Have your religious beliefs/practices changed specifically as a result of your experience?     Yes.     I have now a deep spiritual faith, a faith in the Universe. For most people, there is little understanding of the human spirit, of  eternity and of the arrival at that other life when we die. Faith in these things that are higher nature is difficult to communicate because they are not easily described using words. The truth has no name, it is simple, but only people who have had this experience know what it is, because they have felt it.

Following the experience, have you any other events in your life, medications or substances which reproduced any part of the experience? Uncertain. I got thirteen intravenous infusions of intensive medications to lengthen my coma in a artificial deep sleep to allow me to heal.

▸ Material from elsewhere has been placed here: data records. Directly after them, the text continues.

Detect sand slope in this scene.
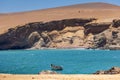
[0,74,120,80]
[0,3,120,33]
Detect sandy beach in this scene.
[0,74,120,80]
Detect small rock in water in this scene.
[39,70,58,74]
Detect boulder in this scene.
[84,23,111,35]
[112,19,120,28]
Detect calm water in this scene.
[0,49,120,74]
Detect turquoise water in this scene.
[0,49,120,74]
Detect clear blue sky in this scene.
[0,0,120,13]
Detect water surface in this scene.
[0,49,120,74]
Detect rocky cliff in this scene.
[0,18,120,50]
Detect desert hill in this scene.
[59,2,120,9]
[0,3,120,33]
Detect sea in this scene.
[0,49,120,74]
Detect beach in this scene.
[0,74,120,80]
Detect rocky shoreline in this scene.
[0,18,120,50]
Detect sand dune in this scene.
[0,3,120,33]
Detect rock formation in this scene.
[0,18,120,50]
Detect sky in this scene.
[0,0,120,13]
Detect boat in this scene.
[50,64,63,71]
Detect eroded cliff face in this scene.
[0,18,120,50]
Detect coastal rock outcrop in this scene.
[94,67,120,74]
[0,18,120,50]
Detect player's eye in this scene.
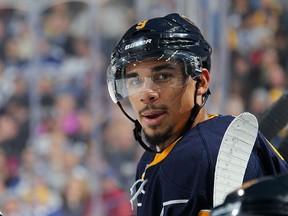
[151,73,173,83]
[126,77,144,88]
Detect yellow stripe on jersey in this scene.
[142,114,218,179]
[142,137,182,179]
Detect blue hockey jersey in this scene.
[131,116,288,216]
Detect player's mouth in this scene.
[141,110,167,126]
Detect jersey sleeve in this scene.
[256,132,288,175]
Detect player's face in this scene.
[126,59,195,148]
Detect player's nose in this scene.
[140,89,159,104]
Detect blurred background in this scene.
[0,0,288,216]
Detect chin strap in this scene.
[117,77,210,153]
[117,101,156,153]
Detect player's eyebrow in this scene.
[125,64,177,78]
[152,64,177,72]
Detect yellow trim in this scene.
[142,114,218,179]
[136,20,148,29]
[207,114,219,120]
[142,137,182,179]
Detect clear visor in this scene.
[107,57,189,103]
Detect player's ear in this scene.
[197,68,210,95]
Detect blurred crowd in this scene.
[0,0,288,216]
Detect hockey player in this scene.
[107,14,288,216]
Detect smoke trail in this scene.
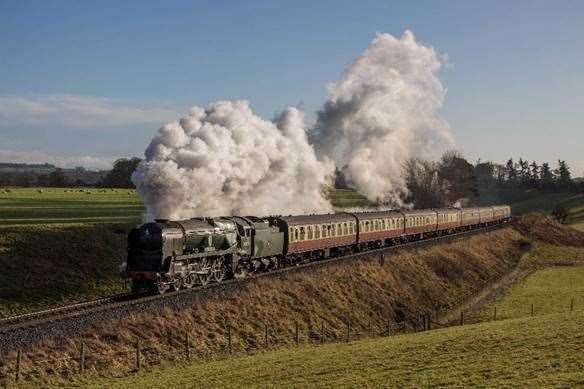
[132,101,334,219]
[314,31,452,205]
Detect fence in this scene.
[0,298,575,383]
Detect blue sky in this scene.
[0,0,584,176]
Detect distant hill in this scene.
[0,162,109,186]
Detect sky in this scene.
[0,0,584,176]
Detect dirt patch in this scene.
[513,213,584,247]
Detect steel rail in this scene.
[0,223,510,334]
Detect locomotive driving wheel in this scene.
[211,257,227,282]
[197,258,213,286]
[183,273,197,289]
[153,280,170,294]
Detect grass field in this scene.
[77,311,584,388]
[0,188,371,226]
[76,239,584,388]
[0,188,144,226]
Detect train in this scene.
[122,205,511,294]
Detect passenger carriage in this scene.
[492,205,511,221]
[353,211,405,244]
[404,210,438,236]
[479,207,494,225]
[436,208,462,231]
[461,208,481,228]
[280,213,357,256]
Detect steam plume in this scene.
[315,31,452,205]
[132,101,334,219]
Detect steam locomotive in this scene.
[123,205,511,293]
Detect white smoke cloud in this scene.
[315,31,452,205]
[132,31,452,219]
[132,101,334,219]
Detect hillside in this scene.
[0,228,526,383]
[78,311,584,388]
[78,224,584,388]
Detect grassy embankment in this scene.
[0,188,366,317]
[511,193,584,231]
[0,188,143,317]
[79,311,584,388]
[0,228,525,386]
[0,184,584,317]
[79,220,584,387]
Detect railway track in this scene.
[0,223,509,338]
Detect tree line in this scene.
[0,157,141,188]
[404,151,584,208]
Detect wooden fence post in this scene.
[264,323,270,348]
[16,349,22,382]
[79,341,85,374]
[227,324,232,354]
[347,319,351,342]
[136,339,141,371]
[185,331,191,361]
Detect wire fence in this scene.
[0,298,576,384]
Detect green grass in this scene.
[0,223,131,317]
[474,266,584,319]
[0,188,144,225]
[511,192,584,215]
[76,311,584,388]
[75,243,584,388]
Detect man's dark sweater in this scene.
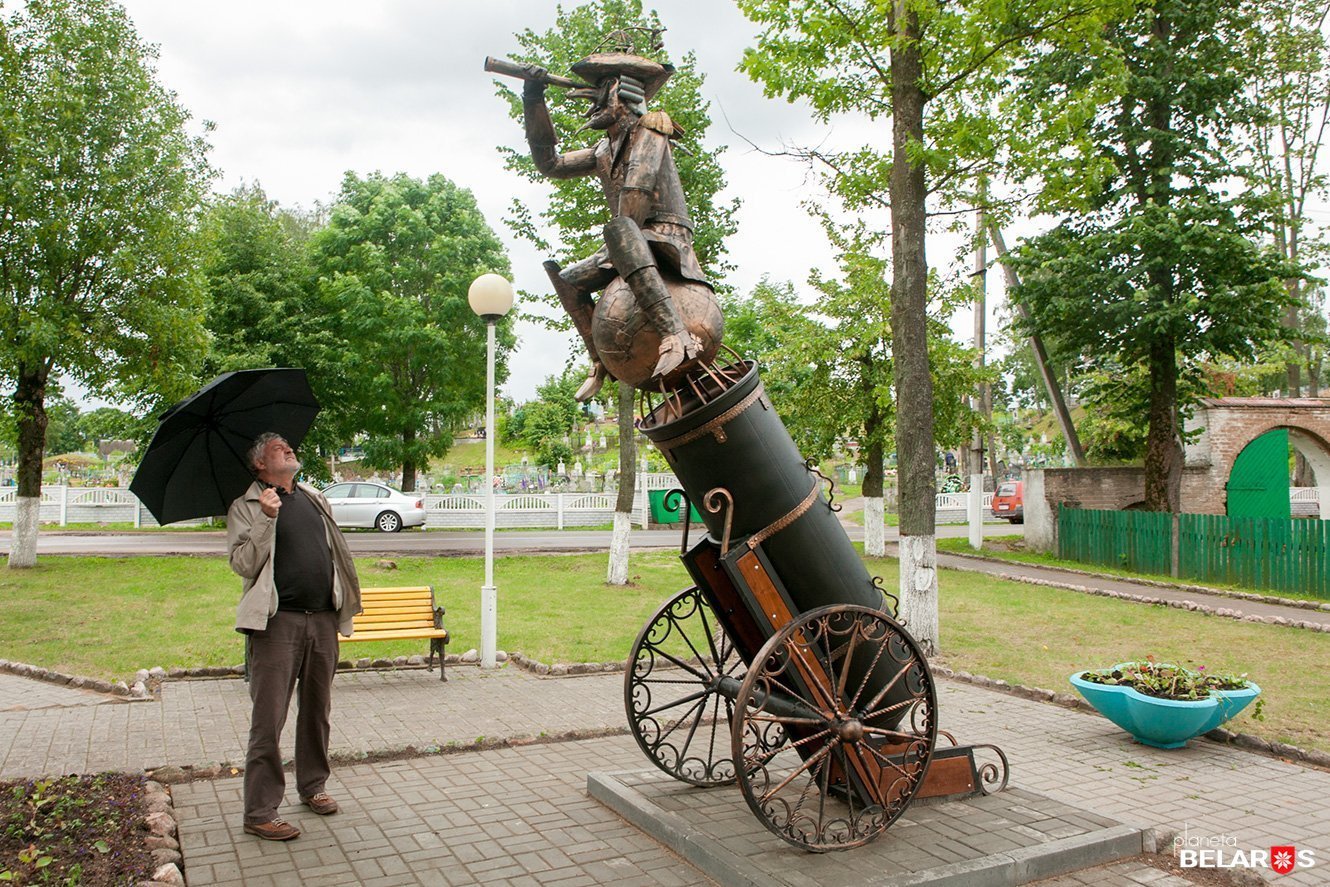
[273,488,333,612]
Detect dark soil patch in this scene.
[0,773,153,887]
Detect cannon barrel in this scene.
[641,362,884,613]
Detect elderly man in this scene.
[226,434,360,840]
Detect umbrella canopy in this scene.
[129,370,319,524]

Is there anything else you would like to add concerning the experience? I like to share my experience in order to allow other people to gain a greater understanding and sense that there exist  things other than what we perceive on the Earth. Even though I can't explain my experiences in such a way that people will just believe me, my trying to can let people know that other people who have gone through NDEs are not "crazy," "superstitious," or "just imagining things." When enough of us are all saying similar things about this next dimension, people will start to get the message that there really is a life after our Earthly death. More people will be accepting of the message, and that will encourage other people who have had NDEs to talk about them.  I needed many months before I was able to talk about mine. Today I share it gladly and I like to talk about it in as much detail as I can.

Did the questions asked and information you provided so far accurately and comprehensively describe your experience?   Yes.

Are there any other questions we could ask to help you communicate your experience? Questions about timing are hard to describe, because I was in a coma for a long time, and, although many things happened, I have no idea at what time they occurred.  I can describe things I've seen or felt, but not at what time or in what order they happened.